В тот день, два месяца тому назад, лил ледяной дождь, даже с градом. Так что в тепле магазина ее родители размякли, потеряли бдительность и, сами того не заметив, согласно кивнули на кассе и выложили в обмен на меня целых четыре купюры. «Ну вот, хоть будет, в чем тетрадки таскать». «И термос», – важно добавил отец. Я пискнул на прощание родной витрине, и тут же, прямо в нарядном коридоре торгового центра, сменил на посту ее старый рюкзак, тканевый, из какого-то хиппового магазина для автостопщиков, весь в грязи и наклейках. Я, в отличие от него, по багажным отделениям еще не катался, никогда не промокал и выглядел солидно, даром что носил на себе звериную рожицу.
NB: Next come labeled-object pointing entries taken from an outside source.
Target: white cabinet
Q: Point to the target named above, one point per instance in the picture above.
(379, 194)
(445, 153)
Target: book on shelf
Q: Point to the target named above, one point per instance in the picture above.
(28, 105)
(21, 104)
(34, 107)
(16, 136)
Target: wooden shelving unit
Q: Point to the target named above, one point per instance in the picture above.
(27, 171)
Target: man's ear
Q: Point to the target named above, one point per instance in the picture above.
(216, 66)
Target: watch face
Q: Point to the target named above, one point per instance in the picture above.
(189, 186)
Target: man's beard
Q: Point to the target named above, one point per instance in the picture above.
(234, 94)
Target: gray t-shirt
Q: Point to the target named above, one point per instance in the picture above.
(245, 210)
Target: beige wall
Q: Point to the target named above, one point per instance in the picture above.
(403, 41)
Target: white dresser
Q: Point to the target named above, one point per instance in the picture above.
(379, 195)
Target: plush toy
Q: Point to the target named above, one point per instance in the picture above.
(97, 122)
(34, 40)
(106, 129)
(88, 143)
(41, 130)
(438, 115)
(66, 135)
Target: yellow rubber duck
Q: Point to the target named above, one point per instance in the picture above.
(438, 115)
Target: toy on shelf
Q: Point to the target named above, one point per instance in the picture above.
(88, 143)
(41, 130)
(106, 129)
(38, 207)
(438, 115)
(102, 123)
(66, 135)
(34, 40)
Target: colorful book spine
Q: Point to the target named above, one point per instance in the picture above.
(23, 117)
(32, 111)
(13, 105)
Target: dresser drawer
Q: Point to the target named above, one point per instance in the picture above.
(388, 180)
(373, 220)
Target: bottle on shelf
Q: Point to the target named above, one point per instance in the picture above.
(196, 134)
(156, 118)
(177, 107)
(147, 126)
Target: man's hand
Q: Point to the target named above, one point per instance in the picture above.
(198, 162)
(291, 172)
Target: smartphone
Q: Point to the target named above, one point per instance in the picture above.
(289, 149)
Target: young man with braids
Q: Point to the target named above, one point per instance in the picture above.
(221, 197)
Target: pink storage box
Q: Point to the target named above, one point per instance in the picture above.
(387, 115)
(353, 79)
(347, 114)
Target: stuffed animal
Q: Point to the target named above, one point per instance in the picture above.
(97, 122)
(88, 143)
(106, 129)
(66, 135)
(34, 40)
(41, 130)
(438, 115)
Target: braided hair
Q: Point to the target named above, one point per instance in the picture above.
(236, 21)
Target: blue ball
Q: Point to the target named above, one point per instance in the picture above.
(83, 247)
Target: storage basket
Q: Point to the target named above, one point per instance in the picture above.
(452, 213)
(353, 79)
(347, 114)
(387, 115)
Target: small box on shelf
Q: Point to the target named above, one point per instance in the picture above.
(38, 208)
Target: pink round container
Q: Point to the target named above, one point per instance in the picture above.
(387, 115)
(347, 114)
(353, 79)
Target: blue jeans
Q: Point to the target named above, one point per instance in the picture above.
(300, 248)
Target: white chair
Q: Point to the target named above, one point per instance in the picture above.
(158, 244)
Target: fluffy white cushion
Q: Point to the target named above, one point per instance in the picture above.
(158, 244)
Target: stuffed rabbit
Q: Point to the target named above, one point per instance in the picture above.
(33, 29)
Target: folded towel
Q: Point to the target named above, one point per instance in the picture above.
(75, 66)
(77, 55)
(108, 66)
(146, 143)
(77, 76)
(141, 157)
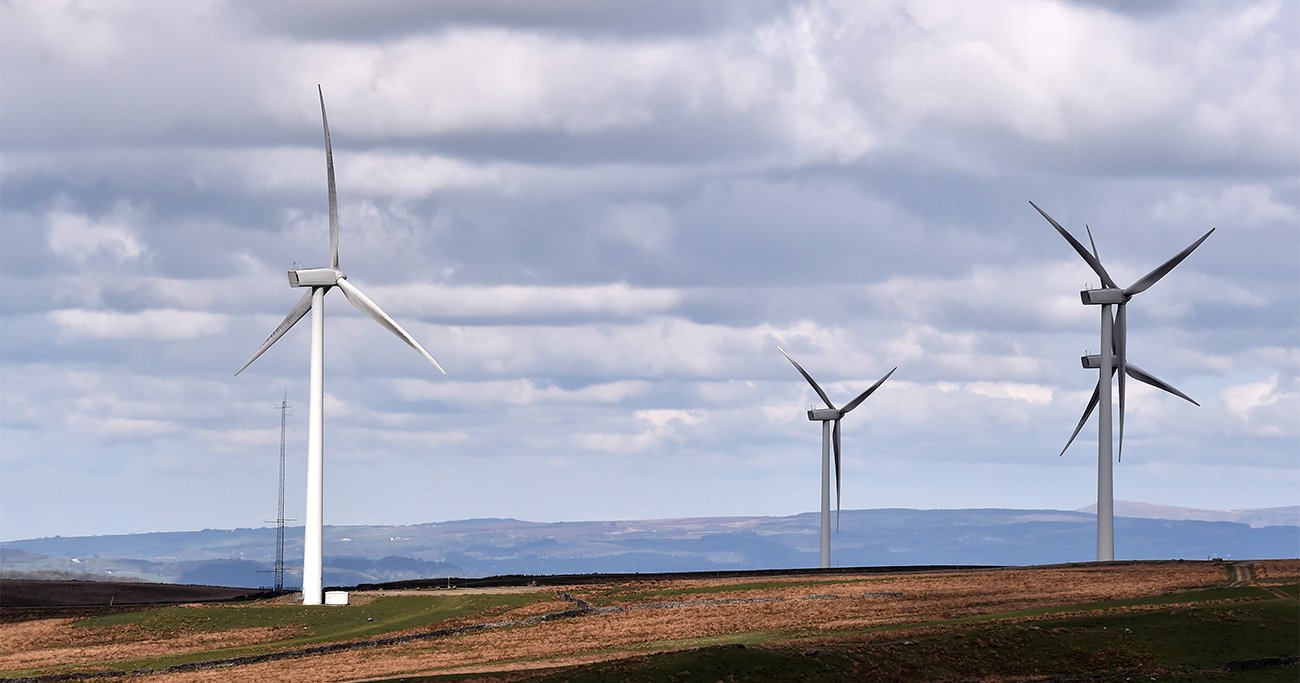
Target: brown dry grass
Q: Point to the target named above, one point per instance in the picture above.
(651, 616)
(55, 642)
(641, 626)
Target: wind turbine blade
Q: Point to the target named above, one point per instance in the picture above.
(863, 396)
(1143, 376)
(809, 377)
(836, 440)
(1087, 413)
(293, 318)
(1119, 332)
(1152, 277)
(333, 194)
(1092, 260)
(1092, 242)
(363, 303)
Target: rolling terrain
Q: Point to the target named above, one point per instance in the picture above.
(1196, 621)
(495, 547)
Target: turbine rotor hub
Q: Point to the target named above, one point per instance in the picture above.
(823, 414)
(1104, 297)
(315, 277)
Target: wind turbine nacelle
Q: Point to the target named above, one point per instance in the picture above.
(1103, 297)
(313, 277)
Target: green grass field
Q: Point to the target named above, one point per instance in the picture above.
(302, 626)
(1226, 635)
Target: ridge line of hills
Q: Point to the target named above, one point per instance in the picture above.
(473, 548)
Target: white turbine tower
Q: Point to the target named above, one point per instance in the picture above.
(1113, 362)
(319, 281)
(831, 437)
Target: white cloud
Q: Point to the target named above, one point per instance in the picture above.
(1268, 407)
(81, 240)
(536, 302)
(1236, 206)
(157, 324)
(495, 393)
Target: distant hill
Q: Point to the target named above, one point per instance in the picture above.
(490, 547)
(1265, 517)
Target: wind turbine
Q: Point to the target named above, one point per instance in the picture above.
(317, 282)
(1113, 361)
(831, 436)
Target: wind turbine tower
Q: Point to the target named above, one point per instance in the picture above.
(830, 418)
(1110, 362)
(280, 515)
(319, 281)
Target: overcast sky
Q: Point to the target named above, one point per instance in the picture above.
(602, 219)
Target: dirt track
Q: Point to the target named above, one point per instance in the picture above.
(657, 616)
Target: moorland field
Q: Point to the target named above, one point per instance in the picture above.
(1188, 621)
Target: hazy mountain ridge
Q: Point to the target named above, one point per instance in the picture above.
(488, 547)
(1264, 517)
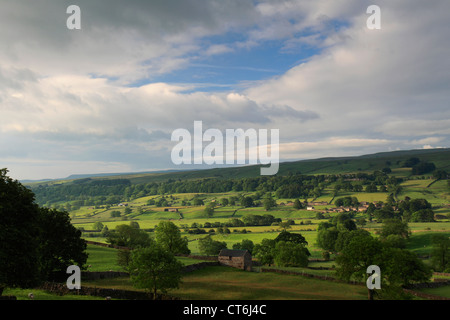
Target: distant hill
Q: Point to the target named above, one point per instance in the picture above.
(330, 165)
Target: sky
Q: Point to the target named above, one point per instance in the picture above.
(107, 97)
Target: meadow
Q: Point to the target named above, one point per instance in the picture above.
(236, 284)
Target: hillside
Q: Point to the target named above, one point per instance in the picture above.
(329, 165)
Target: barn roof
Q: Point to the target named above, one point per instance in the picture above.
(232, 253)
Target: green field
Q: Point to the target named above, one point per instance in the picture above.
(234, 284)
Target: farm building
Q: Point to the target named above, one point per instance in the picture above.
(241, 259)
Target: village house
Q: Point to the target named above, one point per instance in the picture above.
(241, 259)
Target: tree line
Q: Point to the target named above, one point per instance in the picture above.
(95, 192)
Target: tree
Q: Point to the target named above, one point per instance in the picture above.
(297, 204)
(34, 241)
(440, 255)
(209, 210)
(247, 202)
(269, 203)
(98, 226)
(394, 227)
(423, 215)
(210, 247)
(399, 267)
(290, 254)
(60, 243)
(168, 236)
(128, 236)
(291, 237)
(155, 269)
(244, 245)
(19, 231)
(326, 238)
(264, 251)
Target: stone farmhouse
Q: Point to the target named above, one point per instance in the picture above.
(241, 259)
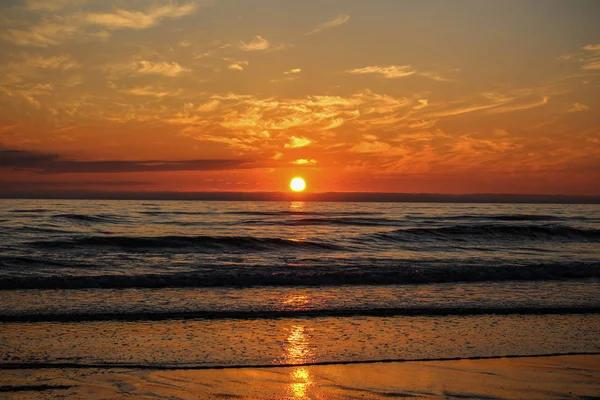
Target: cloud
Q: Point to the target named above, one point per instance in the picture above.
(371, 147)
(297, 142)
(238, 65)
(518, 107)
(589, 58)
(162, 68)
(48, 163)
(303, 161)
(577, 107)
(44, 34)
(55, 29)
(389, 72)
(259, 43)
(56, 62)
(52, 5)
(124, 19)
(337, 21)
(150, 91)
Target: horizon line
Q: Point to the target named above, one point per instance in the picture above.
(398, 197)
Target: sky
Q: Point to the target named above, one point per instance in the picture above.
(428, 96)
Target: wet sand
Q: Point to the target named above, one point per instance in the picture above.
(504, 378)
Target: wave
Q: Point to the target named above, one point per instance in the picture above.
(278, 314)
(301, 213)
(497, 217)
(198, 244)
(88, 218)
(478, 232)
(177, 212)
(194, 366)
(336, 221)
(31, 211)
(322, 275)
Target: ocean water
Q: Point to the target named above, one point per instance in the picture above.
(217, 284)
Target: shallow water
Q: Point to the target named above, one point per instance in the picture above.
(242, 283)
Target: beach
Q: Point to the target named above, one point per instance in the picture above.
(559, 377)
(110, 299)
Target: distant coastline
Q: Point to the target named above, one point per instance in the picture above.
(320, 197)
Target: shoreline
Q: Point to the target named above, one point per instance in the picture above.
(573, 376)
(167, 367)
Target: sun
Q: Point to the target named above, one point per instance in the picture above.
(298, 184)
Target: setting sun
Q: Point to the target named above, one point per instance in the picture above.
(298, 184)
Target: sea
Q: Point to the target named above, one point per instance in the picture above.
(193, 284)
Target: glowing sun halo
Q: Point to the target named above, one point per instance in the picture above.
(298, 184)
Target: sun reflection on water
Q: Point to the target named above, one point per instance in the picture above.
(297, 351)
(302, 381)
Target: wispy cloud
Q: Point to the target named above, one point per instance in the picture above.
(259, 43)
(297, 142)
(150, 91)
(237, 65)
(389, 72)
(123, 19)
(304, 161)
(293, 71)
(337, 21)
(518, 106)
(589, 58)
(55, 29)
(577, 107)
(49, 163)
(52, 5)
(160, 68)
(55, 62)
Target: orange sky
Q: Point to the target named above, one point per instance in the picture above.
(466, 96)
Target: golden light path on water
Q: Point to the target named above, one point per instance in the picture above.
(297, 350)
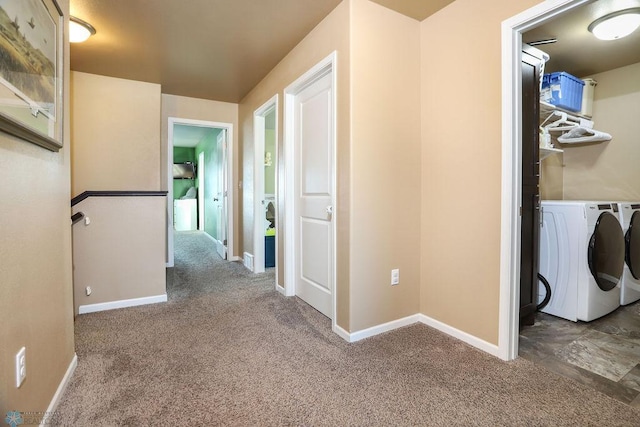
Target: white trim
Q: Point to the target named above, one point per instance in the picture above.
(213, 239)
(258, 178)
(418, 318)
(461, 335)
(512, 30)
(327, 65)
(112, 305)
(378, 329)
(248, 261)
(60, 390)
(201, 196)
(231, 184)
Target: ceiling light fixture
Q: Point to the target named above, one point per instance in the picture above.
(616, 25)
(79, 30)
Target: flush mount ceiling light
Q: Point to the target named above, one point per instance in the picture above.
(79, 30)
(617, 24)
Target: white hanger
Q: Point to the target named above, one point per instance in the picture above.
(582, 134)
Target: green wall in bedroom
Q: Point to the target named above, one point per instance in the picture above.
(181, 155)
(208, 146)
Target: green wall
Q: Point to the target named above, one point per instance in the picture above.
(181, 155)
(208, 146)
(270, 171)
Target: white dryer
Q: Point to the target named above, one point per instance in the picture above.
(582, 258)
(630, 222)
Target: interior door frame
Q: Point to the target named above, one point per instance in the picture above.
(200, 174)
(172, 121)
(512, 29)
(322, 68)
(258, 181)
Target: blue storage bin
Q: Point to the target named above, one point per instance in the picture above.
(562, 90)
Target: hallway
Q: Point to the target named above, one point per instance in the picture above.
(227, 349)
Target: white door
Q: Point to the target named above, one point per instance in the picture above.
(313, 129)
(221, 193)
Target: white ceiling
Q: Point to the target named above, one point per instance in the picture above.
(211, 49)
(577, 51)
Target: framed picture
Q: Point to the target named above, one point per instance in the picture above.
(31, 71)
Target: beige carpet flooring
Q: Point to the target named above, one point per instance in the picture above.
(227, 349)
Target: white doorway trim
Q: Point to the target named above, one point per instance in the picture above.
(172, 121)
(512, 30)
(259, 180)
(327, 65)
(200, 174)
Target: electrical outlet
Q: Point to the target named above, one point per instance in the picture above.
(395, 276)
(21, 366)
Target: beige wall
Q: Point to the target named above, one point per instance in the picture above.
(385, 164)
(461, 163)
(121, 256)
(201, 109)
(609, 170)
(36, 299)
(332, 34)
(115, 134)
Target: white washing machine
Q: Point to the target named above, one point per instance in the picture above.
(582, 258)
(630, 222)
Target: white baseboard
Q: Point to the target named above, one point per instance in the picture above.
(378, 329)
(111, 305)
(210, 236)
(342, 333)
(461, 335)
(60, 391)
(421, 318)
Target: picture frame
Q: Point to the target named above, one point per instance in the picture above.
(31, 71)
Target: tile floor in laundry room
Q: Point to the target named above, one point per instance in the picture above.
(603, 354)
Под дождем мы все влезли в сонный трамвай и доехали до Обводного, под дождем копались в финском магазине, заваливая доверху тележку, невесть зачем покупая еды впрок, под дождем плелись, спотыкаясь в лужах, на съемную квартиру за углом. В съемной квартире был пол с подогревом, но почему-то только на кухне. Ее мать по привычке встала у плиты и всё резала-резала-резала бутерброды из соленой красной рыбы, отец опрокидывал рюмку и водил туда-сюда влажными пьяненькими глазами. От простуды. «Хорошо бы тебе, Настька, такую квартиру», – оглядывалась кругом мать. «Мало-ва-а-а-та», – крякал осоловевший отец. «А че ей одной? – рассуждала мать. – Вот че ей? Вещи туда, там спать, там стол, тут кухня… Колонка, правда, зараза…»
Она раздражалась от их самовлюбленной бестолковой болтовни всё больше – и от злости этой, от досады на них почти ничего не съела. Листала снимки на фотоаппарате, широко зевала, и наконец прошлепала в комнату, и уснула там под мерный бубнеж («не, ну а че ей? че ей
Проснулась она посреди ночи, внезапно, как от толчка, – и, кажется, долго вспоминала, почему на нее смотрит собственный силуэт в зеркальной дверце шкафа, откуда здесь допотопный компьютерный стол, скользкое одеяло… Рядом с ней, на другой половине большой кровати спала, запрокинув голову, мать, – а напротив на диванчике
Вдруг ею овладела нервозность. Я почувствовал, как ей хочется ухватить этот момент, эту внезапную, пришедшую на смену раздражению нежность пополам с чувством вины к ним, надоедливым, стареющим, но всё же родным… Захотелось, наверное, сделать что-то хорошее для них, обнять, к примеру, их спящие тела, немедленно, сейчас же – как мне иногда хочется обнять ее, жалкую… Были бы руки. И внезапный этот порыв, и теплый вибрирующий полумрак – всё это было очень похоже на
Утром она встала позже всех – родители уже собирали чемоданы, гремели ложечками, банками, купленными вчера магнитами на холодильник, которые зачем-то завернули в листы газет. Она села на кровати, оглядывая пространство временной – на пару недель, перед заселением в общежитие, – квартиры, со всеми четкими, въедливыми, противными детальками чужого быта: грязный домовенок над компьютером, рукав чьей-то куртки торчит из шкафа-купе, на белье вышиты инициалы зелеными нитками. Вот тут-то она и поняла, что не спать ей отныне никогда в сонной домашней дремоте родного дома, в вибрирующем родном воздухе, в безопасности и теплоте. Кончено, ça fini[2].
Через неделю она перебралась в общежитие. Меня и еще один чемодан тащила какая-то тетя Галя, дальняя родственница, – интересно, почему же не ее Шнырь?
В ее корпусе стены были выкрашены казенной зеленой краской, неопрятно, с пузырями там и тут, по углам гнездилась неприятно коричневая мебель. В душе лежала холодная дешевая плитка, везде были щели, по комнатенкам вечно гулял сквозняк, и двери хлопали туда-сюда с противным звяканьем дешевых замков. Пару раз замок клинило, она оказывалась заперта – то внутри, то, наоборот, в коридоре, в одних легких тапочках. Общежитие это тоже было построено в форме колодца, на окнах не было ни карнизов, ни тем более штор – по вечерам она садилась на кровать и тупо смотрела в освещенное миллионом чужих огней пространство. Вот так же, как тогда, на Обводном. Нет, не совсем так.